CONCLAVE SIGILLATO. Alla fine delle ostilità, si contarono oltre 16 milioni di morti. Forse non siamo alla vigilia di un nuovo conflitto. Ma intanto, consapevole dei pericoli derivanti dalla massiccia opera di disinformazione in atto, Benedetto XVI sigilla il Conclave. E lo sigilla con “motu proprio” dettando modifiche tali per cui l’elezione del nuovo pontefice avvenga nel più rigoroso rispetto delle forme, lontano da ogni orecchio mediatico, nel massimo della riservatezza. Pena la scomunica. Non è per fare illazioni, ma forse si capisce a cosa potesse alludere Benedetto quando nel suo atto di rinuncia ha chiamato in causa «il mondo di oggi, soggetto a rapidi mutamenti». Non sono più il potere della ragion di Stato e il ricatto condotto manu militari a minacciare il mondo e la barca di Pietro, roccaforte della verità sull’uomo. La più grave minaccia per l’uomo e il mondo d’oggi è rappresentata dal pervasivo sistema che nel nome della “trasparenza” e della “pulizia” pialla la vita della gente alla velocità della luce e fa della  simultaneità nella “rete” principio di ingannevole uguaglianza tra gli uomini.
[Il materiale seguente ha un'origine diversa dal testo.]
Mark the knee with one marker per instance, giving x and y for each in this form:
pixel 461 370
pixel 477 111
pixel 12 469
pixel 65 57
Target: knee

OSSESSIONE DELLA TRASPARENZA. E se con Julian Assange si è avuto un assaggio del caos inerente al Grande Fratello, con le sue ultime volontà improntate a proteggere il Conclave da ogni “luce pubblica che oscura tutto” (Heidegger), prima di andare a seppellirsi vivo Ratzinger sembra volerci lasciare questo estremo monito: non seguite la china della democrazia che pretende mettervi sotto il naso ogni piega del vivere. L’ossessione della trasparenza e della pulizia altro non è che la pressione dall’alto verso il basso che mira all’asservimento e uso dell’opinione pubblica. Asservimento che si attua spingendo le folle verso la regressione in un irrazionale sollecitato per vie mediatiche in un verso o nell’altro. Il prodotto di ciò è un deserto di figure solitarie e anonime pronte all’azione. In questo senso, quanto è lontano l’incubo di George Orwell dal sogno di Beppe Grillo?